Guyse is open about his struggles and successes. He speaks of sleep struggles leading him back to therapy during this anxiety-filled year. He speaks about how, during COVID’s isolation, he saw an uptick in conversations among soldiers about mental health.
And he speaks about his happy ending. He’s now married with three stepdaughters. He got his nursing degree. He may someday work at the VA, because nobody understands a vet like a vet.

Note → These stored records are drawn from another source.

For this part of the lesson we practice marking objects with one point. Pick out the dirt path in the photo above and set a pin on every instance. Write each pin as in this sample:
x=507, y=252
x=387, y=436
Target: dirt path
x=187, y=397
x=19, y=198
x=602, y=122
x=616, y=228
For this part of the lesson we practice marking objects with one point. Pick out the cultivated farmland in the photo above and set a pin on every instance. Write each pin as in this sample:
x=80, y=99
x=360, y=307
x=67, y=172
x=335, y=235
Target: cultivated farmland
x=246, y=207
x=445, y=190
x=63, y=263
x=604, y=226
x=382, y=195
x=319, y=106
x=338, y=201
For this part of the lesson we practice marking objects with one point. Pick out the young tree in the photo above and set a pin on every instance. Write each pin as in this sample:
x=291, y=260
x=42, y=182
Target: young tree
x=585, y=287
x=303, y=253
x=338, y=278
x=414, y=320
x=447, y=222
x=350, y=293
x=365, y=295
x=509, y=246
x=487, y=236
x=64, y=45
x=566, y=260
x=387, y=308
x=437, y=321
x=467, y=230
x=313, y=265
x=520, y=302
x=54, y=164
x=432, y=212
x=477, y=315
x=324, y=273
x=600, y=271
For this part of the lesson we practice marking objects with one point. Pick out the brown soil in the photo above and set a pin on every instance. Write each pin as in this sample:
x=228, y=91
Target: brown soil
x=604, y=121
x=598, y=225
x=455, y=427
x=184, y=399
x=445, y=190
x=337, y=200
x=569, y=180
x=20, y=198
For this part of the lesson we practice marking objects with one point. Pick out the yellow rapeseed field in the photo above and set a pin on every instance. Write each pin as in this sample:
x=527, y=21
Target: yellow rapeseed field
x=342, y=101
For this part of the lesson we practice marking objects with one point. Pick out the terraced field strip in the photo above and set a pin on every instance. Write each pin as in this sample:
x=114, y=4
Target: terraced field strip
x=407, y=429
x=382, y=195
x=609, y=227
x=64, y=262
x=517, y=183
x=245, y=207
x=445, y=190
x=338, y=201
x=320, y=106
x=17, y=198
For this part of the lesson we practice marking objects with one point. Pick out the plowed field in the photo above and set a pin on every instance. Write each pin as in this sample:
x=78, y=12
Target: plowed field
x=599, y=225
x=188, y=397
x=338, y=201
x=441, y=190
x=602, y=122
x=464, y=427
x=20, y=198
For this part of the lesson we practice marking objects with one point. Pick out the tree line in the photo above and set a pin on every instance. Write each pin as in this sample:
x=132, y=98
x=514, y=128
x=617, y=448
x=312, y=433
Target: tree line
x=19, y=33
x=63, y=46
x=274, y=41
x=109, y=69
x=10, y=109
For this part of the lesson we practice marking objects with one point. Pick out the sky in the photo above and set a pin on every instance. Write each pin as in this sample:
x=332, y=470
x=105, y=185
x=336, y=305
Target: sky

“There’s still that stigma out there,” he told the Camp Ripley group, “still that piece where people are afraid to ask for help.”
The issue isn’t going away. Just last year, an instructor in this unit who recently left the Guard committed suicide. But the simple fact of two dozen soldiers discussing mental health feels like a victory.
Guyse recently noticed personnel files commending team leaders for reaching out to subordinates during COVID to check in. He sees that as systemic change.
“The sooner we can talk frankly about all the crappy stuff, the sooner we can move past it,” Guyse said. “It’s only then that conversations can happen.”